Maybe I should change my number
Text messages out of the blue on Sunday:Mystery texter: "Hi. Can we talk?"
Me : "Depends who it is. Your number's not showing up"
Mystery texter: "******"( Ex-girlfriend as of 18 months ago, pathological liar, psychopath, fucking nutter, source of untold hassle, the source of the lowest point of my life/self-esteem since I was 14 and the reason that I was £2.5K worse off at the end of the (18 month!) relationship. Impressive, huh?)
"Then, no. I really don't think that we have anything to say to each other. Sorry."
"Why are you still so angry with me? Can't we be nice civil (sic). Really need 2 talk 2 some 1 who knows me well. I know we parted on bad terms but I never wanted you to hate me."
"I was perfectly polite. If you need someone to talk to, try your husband." (She married new guy a year and 2 months after we split. Rush into it, did we?)
"I can't. Im sorry ur still so bitter towards me. I must have hurt you very much."
(after fighting the urge to reply for about half an hour): "That's you all over, though isn't it? Not sorry for what you did, just for how it affects you. Still. It doesn't matter. I don't care enough to be bitter anymore."
I wanted to send, but it would have given too much:
"Leave me alone. You have already tricked me and cost me more than I would ever knowingly be prepared to, or can cope with giving. You have no concept of the damage that you have done to me, as you have never managed to see out past your own needs and demands to even notice anyone else, never mind the life you were sucking out of them trying to keep you happy".
But that's too much. She doesn't deserve to know the closed and shut off person that I have once again become after so long. I spent 10 years trying to regain some emotional ability after shutting it all away so effectively when I was younger, and I am fighting being back at square one. There was a time after her when I couldn't even voice these thoughts (those that know me may now know how significant that is/was for me), and now that I can... Well. It all seems a bit pointless and after the fact. The feelings had to subside to such an extent that the resolution of what it meant and did to me seems strangely irrelevant now. I need to form everything I do into sentences before I can understand it, feelings alone are beyond my comprehension. Now that I can word it, I have nothing left to vent the words that were so important to me in order to express myself. I feel cheated again.
What irritates me the most is I know exactly why she texted. She's lacking attention, and wants to ring me up and reassure herself that I still fancy her, that she can still cast her spell over someone. This is the same girl that had a MAJOR failure of self confidence because we once walked into a bar and "No-one" looked at her. I sure as fuck didn't see any backs of blokes' heads, I am damn sure. All her other exes must have their phones off, as I know she rang them when we had rows. Tough luck, sweetie. I really meant it when I told you to fuck off and stop bothering me last year. Really. The only feelings I can muster for you any more are those of bitterness at wasting 18 months and thousands of pounds, hours of time and pissing off my friends, trying to keep an emotionally fucked-up girl happy when it was an impossible task.

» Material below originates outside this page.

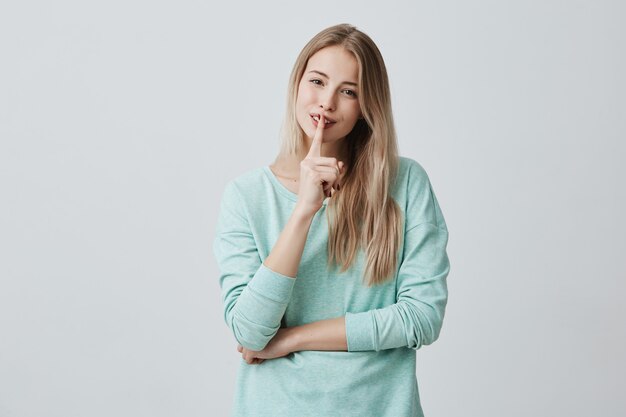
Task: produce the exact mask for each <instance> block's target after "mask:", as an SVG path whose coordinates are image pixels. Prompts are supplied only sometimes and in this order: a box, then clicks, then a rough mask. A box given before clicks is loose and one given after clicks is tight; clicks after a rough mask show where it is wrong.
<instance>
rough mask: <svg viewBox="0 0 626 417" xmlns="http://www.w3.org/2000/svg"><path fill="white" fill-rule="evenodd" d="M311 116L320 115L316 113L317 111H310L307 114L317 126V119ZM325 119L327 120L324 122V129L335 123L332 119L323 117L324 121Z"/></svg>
mask: <svg viewBox="0 0 626 417" xmlns="http://www.w3.org/2000/svg"><path fill="white" fill-rule="evenodd" d="M313 116H317V117H319V116H320V115H319V114H317V113H311V114H310V115H309V117H311V121H312V122H313V125H314V126H315V127H317V120H315V119H314V118H313ZM326 120H328V123H324V129H328V128H329V127H331V126H332V125H334V124H335V123H336V122H335V121H334V120H333V119H329V118H326V117H324V121H326Z"/></svg>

I was weak. I was stupid, and not a small part of me hates myself for being so unfathomably stupid. I was dazzled, and hopelessly head over heels. She was (still is, by all accounts) a stunningly, heart-stoppingly beautiful woman. Tall, slim, blonde hair, striking looks and very graceful, she would (I am utterly convinced) still take my breath away, stop my heart and weaken my knees if I saw her again. Right up to a milli-second later when I would remember that she so utterly embodies the expression "Beauty is only skin deep". When she was being lovely she was indeed so, but it was all a veneer and soon split, but too late for me to spot it. She constantly tried to create an impression designed to appeal to how she wanted people to perceive her, borne of a deep insecurity from a broken home and an equally fucked up and shallow Mother. I never understood what she saw in me, and perhaps that lack of faith in myself was part of the reason that I sacrificed everything to try and keep her, someone that I was too close to, to see how screwed up and (in all seriousness) psychologically damaged as her. Or maybe she just knew a fundamentally decent bloke and a soft touch when she saw one.

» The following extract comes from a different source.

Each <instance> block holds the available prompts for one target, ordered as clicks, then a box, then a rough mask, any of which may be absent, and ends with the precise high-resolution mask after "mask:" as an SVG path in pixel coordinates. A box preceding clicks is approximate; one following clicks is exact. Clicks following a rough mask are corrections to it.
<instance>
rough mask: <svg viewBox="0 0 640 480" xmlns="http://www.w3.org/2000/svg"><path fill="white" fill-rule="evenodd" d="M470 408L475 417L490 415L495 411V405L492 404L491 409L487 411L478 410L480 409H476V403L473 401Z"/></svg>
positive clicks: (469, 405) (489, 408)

I don't know. I genuinely don't really think she was knowingly that devious, but someone so desperate for attention I have yet to meet.
Ok. That's enough. I wanted to write something about this, but I'm fresh out now. Both of the feelings to keep writing about it, and the desire not to care that this is on the web. So I'll stop. I've disabled comments for this post because well, in the nicest possible way, I don't really give a fuck what anyone else thinks. I know what I did wrong. If people that know me well really want to say something, they know where I am. But no-one is as harsh a judge of me as myself, or as analytical, so it will undoubtedly have been pre-empted and reasoned into a positive statement.
It's truly believing those statements that's the hard thing, isn't it? And no-one but me can do that. I can make the intellectual steps without any help which is a bit daft, as that is the bit that is easiest to help. Still, no-one said that being me was easy, did they?
I'm going to post this now as I am losing faith in it, and having second thoughts. I'm not even going to spell check it. Sorry if it's dull and not the usual stupidity I post, but hey? Who gives a fuck? It's my blog, after all.